Attrition frequencies stratified by experimental group.

Side effects, severity	Total attrition frequencies (%)	Attrition frequency in treatment group (%)	Attrition frequency in control group (%)
Minor	10	12	8
	25	28	22
	50	54	46
Moderate	10	15	5
	25	34	16
	50	61	39
Major	10	18	2
	25	41	9
	50	71	29

Presentation of the attrition frequencies by experimental group under different parameter values for negative side effects $γ_{1}$ (A → W; minor, moderate, or major) and total attrition frequencies, (10%, 25% or 50%). Values of attrition frequency by group were obtained analytically.

When using the adjusted approach, we condition on L, blocking the non-causal path opened by the selection on S (A → W ← L → Y). In this way, the adjusted approach provides unbiased estimates for the causal effect conditional on L and S = 1. The conditional effect corresponds to the effect of the treatment among those surviving animals having the same initial infarct size (because this variable was conditioned upon).

In scenarios in which all relationships are linear, as described in (1) and (2), this conditional effect is equivalent to the marginal one (i.e., the average effect of the treatment among all animals), which was targeted in the oracle approach.

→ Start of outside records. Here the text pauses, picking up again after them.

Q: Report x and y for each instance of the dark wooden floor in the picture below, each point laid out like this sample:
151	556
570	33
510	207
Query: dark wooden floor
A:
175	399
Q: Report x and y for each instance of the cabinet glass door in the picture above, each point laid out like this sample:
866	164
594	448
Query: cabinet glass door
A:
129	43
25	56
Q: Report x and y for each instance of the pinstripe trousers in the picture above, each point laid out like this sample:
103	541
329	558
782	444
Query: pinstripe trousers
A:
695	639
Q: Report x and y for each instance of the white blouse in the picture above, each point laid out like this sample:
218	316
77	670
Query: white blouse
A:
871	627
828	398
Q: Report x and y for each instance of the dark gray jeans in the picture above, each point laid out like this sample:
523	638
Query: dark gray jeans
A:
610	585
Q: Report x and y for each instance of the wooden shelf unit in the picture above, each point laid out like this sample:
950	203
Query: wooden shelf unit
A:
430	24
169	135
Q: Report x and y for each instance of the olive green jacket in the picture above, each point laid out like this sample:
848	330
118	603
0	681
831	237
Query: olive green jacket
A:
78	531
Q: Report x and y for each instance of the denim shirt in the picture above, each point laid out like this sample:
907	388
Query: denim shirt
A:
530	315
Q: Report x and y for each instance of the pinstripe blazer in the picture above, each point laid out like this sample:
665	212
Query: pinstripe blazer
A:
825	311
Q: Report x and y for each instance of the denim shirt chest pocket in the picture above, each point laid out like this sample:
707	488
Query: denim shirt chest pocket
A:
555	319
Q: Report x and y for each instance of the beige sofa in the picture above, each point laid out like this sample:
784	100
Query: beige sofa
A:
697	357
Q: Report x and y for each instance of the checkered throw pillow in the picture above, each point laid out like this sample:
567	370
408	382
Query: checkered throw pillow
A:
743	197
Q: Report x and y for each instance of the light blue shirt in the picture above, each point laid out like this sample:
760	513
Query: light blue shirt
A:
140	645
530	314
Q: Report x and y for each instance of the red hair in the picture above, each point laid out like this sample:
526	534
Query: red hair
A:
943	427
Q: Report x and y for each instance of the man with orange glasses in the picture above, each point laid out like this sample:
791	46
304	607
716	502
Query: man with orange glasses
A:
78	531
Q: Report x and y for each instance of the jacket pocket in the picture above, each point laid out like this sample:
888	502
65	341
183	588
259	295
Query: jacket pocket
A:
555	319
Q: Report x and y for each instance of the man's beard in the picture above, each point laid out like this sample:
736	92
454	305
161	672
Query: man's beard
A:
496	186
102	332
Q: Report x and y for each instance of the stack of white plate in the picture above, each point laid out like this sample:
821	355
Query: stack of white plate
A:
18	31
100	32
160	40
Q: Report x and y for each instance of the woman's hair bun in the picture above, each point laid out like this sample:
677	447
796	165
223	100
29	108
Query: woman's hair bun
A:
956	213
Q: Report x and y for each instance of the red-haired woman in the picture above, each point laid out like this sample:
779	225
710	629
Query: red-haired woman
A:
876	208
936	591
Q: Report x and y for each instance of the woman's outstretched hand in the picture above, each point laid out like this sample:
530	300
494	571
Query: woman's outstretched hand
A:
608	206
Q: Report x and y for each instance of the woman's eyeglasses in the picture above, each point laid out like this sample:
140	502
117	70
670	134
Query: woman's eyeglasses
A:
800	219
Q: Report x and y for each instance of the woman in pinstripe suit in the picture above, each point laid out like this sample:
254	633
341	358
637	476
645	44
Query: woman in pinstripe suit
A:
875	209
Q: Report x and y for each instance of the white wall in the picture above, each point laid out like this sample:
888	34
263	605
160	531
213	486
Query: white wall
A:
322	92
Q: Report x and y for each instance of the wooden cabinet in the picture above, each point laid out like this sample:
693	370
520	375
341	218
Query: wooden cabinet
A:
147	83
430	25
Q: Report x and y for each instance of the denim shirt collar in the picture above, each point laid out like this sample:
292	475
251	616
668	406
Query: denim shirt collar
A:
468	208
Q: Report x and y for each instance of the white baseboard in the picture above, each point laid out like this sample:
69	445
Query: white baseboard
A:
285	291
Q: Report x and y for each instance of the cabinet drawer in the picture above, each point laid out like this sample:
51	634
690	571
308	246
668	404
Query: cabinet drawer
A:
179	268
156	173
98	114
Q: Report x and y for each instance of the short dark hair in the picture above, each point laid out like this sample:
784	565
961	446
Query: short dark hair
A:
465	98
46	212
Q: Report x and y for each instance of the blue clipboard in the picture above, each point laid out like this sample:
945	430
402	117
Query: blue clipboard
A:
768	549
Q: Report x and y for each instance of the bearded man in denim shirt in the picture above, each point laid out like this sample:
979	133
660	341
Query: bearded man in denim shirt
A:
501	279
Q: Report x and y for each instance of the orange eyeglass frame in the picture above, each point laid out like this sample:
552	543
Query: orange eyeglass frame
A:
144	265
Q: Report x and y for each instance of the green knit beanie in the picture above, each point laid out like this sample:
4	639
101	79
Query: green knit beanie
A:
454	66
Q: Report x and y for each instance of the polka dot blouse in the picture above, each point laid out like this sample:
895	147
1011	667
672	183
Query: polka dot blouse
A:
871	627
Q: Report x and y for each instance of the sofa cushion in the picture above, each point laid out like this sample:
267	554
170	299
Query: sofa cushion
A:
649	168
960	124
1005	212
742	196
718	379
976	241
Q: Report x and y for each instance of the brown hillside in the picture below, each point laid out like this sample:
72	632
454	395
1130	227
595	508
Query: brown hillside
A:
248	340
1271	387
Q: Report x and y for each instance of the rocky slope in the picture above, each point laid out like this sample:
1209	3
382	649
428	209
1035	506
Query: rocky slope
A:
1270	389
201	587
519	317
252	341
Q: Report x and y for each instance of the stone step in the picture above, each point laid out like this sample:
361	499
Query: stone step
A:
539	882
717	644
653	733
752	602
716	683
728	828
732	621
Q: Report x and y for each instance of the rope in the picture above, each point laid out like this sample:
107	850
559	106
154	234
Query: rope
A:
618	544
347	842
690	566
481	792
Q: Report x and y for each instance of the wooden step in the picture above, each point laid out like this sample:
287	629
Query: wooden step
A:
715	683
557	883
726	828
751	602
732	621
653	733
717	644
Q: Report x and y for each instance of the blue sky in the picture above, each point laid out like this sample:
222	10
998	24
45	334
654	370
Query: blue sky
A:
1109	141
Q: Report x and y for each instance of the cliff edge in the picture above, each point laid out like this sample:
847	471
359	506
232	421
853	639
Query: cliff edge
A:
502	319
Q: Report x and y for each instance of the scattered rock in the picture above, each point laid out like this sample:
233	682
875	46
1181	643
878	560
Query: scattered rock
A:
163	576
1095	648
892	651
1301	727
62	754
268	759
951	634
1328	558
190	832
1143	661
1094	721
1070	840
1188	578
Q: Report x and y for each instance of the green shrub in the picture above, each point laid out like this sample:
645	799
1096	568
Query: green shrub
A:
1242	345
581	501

For this reason, the adjusted approach yielded mean effect estimates close to zero across all 27 scenarios (Table 1). Since the adjusted approach relies on the conditional distribution of the outcome, it not only provides an unbiased estimation of the true effect but is also more precise. For example, in the scenario with large sample size, high attrition, and major side effects, using the oracle approach, we obtained a mean effect estimate of 0.2 (−22.6, 22.6), while using the adjusted approach, a mean estimate of 0.1 (−9.8, 9.7).

Discussion

In this work, we used DAGs to illustrate how differential animal attrition can induce collider stratification bias, a type of selection bias, in the estimation of causal effects in preclinical animal studies. We present a hypothetical example from preclinical stroke research in which the animal’s welfare is affected both by the treatment (i.e., negative side effects) and the initial infarct volume. Since the outcome, final infarct volume, is affected by the initial infarct size, we show how collider stratification bias can lead experimenters to erroneously conclude that a treatment has a beneficial effect even when no real effect exists. For simplicity, we assumed that the final infarct volume is a well-defined quantity even for animals lost to follow-up and considered the “oracle” approach to be the one of interest for the researcher. That is, the investigator’s interest lies in estimating the effect of the treatment on the final infarct volume in a world in which no animal dies during the study. This is a plausible causal effect of interest when all deaths are potentially preventable. For example, if all animals could survive until the moment of outcome assessment, but some are euthanized to prevent suffering. If this scenario is deemed unrealistic, other causal effects (e.g. conditional separable effects) should be targeted.³⁴

The bias observed in our simulations arises from the fact that analyzing data only from the subset of animals that survived (“naive approach”) corresponds to implicitly conditioning on a (child of a) collider variable, thereby inducing a non-causal association between the treatment and the initial infarct size. We quantified the magnitude of the collider stratification bias in a simple model and showed that, being a systematic error, this bias cannot be reduced by increasing the number of animals in the experiment.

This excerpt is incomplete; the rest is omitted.